4. Il DPR 285/90 sembra non considerare ,in modo approfondito, questa seconda possibilità ed affronta il problema della biodegradabilità soprattutto in termini ablativi e negativi, vietando, con il comma 1 dell’Art. 75, per i feretri da inumare, l’impiego di materiali non facilmente aggredibili dai normali processi della decomposizione organica, mentre il comma 3 dello stesso articolo accenna all’uso di casse più “leggere”. Sarebbe di interesse valutare anche l’uso di materiali nuovi.

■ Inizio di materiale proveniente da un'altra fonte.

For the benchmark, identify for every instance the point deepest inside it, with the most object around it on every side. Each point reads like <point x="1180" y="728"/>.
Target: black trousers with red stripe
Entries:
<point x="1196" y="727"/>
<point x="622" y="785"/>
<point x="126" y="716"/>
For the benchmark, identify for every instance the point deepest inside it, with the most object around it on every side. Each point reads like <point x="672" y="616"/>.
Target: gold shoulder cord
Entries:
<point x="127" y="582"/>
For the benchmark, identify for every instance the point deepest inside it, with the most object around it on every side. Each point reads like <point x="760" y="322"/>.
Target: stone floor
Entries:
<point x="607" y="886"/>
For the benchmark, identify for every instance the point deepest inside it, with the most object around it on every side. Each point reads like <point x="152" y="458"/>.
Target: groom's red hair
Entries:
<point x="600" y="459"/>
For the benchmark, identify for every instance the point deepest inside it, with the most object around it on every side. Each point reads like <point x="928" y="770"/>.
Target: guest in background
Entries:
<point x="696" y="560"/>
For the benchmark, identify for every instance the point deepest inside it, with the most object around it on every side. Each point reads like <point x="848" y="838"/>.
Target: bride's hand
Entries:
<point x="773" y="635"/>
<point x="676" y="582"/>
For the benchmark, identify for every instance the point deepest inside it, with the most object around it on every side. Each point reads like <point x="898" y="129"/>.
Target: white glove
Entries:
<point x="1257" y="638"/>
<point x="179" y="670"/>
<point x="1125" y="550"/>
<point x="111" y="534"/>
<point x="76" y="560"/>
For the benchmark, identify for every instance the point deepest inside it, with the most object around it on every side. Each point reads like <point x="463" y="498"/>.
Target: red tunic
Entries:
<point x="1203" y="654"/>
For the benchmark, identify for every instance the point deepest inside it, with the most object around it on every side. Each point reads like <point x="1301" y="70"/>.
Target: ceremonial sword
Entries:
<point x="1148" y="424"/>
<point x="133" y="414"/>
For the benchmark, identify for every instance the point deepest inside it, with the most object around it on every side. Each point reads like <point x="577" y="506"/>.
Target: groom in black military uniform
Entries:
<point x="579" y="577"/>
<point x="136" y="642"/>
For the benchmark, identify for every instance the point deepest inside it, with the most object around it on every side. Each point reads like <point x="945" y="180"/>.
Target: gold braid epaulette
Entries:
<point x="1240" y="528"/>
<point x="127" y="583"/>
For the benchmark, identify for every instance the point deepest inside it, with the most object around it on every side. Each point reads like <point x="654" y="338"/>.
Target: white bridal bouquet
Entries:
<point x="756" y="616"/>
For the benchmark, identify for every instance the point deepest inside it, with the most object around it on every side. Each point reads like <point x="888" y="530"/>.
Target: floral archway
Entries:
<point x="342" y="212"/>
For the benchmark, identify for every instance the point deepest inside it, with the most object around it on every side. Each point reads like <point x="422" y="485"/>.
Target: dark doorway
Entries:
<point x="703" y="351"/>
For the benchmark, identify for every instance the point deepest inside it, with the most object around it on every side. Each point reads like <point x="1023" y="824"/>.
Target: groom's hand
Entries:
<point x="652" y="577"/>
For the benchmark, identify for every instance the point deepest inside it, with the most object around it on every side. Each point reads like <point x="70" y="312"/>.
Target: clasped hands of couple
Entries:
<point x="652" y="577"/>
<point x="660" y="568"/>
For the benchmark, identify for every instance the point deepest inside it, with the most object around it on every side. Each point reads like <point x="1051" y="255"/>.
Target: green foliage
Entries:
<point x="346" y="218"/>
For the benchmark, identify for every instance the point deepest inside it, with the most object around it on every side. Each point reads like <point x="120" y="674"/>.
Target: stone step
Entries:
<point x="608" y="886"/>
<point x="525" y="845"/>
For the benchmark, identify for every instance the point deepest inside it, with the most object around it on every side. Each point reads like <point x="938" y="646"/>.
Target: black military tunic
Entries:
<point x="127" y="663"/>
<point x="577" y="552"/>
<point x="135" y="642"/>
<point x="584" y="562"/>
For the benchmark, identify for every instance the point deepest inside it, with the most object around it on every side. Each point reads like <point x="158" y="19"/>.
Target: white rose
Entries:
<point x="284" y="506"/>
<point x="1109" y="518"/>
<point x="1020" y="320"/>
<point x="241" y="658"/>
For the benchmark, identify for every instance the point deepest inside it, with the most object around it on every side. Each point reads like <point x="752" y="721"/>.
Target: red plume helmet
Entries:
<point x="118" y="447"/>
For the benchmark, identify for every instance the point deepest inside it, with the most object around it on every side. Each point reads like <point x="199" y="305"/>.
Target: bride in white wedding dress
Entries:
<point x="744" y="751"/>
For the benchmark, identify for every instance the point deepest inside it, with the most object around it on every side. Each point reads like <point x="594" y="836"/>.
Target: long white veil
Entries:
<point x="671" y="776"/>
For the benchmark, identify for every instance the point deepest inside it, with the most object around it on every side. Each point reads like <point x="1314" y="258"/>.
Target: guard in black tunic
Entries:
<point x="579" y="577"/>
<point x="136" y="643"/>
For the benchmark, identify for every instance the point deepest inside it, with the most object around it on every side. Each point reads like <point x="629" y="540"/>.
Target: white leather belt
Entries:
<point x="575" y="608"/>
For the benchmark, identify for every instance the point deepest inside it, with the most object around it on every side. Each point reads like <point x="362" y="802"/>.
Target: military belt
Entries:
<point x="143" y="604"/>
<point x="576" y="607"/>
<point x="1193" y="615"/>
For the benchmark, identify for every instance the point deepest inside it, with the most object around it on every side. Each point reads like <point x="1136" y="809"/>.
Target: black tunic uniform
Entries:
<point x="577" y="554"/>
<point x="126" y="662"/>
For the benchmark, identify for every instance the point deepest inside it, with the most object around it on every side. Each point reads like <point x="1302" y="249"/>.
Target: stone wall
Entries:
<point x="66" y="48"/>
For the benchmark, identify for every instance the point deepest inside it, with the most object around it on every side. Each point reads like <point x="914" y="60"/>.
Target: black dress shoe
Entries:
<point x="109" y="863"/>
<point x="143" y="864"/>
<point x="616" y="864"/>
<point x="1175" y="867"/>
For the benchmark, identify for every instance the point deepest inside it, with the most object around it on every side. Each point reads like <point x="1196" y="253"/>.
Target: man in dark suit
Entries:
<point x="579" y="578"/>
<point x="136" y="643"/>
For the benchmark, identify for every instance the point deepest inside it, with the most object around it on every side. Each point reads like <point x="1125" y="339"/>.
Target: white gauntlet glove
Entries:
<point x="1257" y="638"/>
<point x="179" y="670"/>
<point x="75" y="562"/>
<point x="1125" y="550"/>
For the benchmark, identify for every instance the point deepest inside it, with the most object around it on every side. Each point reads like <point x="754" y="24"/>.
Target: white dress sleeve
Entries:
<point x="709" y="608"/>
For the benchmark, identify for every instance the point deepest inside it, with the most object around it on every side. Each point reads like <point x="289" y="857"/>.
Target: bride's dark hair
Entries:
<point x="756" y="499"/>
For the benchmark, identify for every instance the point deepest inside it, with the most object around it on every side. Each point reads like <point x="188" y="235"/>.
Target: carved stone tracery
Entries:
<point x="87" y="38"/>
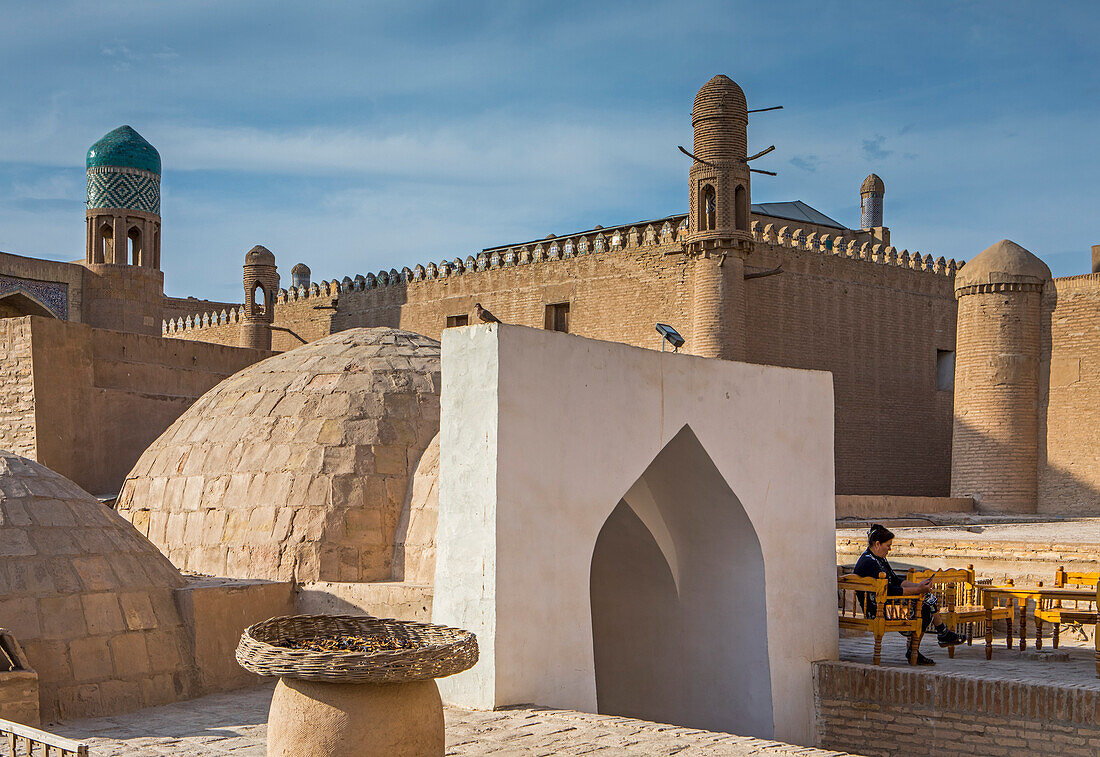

Ricordiamo come l’autorizzazione per nuovi materiali per bare (artt. 31 e 75 DPR 285/90) e per valvole o altri dispositivi (art. 77 DPR 285/90), anche dopo la riforma al Titolo V della Carta Costituzionale fosse rimasta, per lungo tempo, materia dello Stato, siccome tali fattispecie sarebbero state inquadrabili nella previsione di cui all’art. 115, comma 1, lettera b) del D.Lgs 112/98. Poi ai piani alti dei ministeri hanno – repentinamente – cambiato idea, riconoscendo, su queste ultime fattispecie autorizzative di natura tecnica e normativa competenza regionale, pur sempre entro una cornice stabilita, come prove da effettuare e obiettivi da raggiungere stabiliti dallo Stato (o meglio secondo gli indirizzi del Consiglio Superiore di sanità).
Quest’ipotesi, tuttavia, seppur ragionevole, non ha prodotto, negli oltre 30 anni passati dall’entrata in vigore del DPR 285/90, sostanziali cambiamenti o silenziose rivoluzioni nel comparto funebre e cimiteriale italiano, forse perché la stessa industria funeraria non è mai stata davvero interessata ad esplorare nuove frontiere e metodologie per la costruzione dei cofani.
Gli unici tentativi fatti sono passati attraverso la normativa UNI (11519 e 11520), osteggiata apertamente dal Ministero della salute.
5. Il legno, tutto sommato, è un’essenza nobile, antichissima e costosa, che ben si coniuga con il concetto di “pompa” funebre, ossia di sfarzo e sontuosità funeraria di cui il made in Italy ha saputo divenire grande protagonista, con produzioni di alta classe.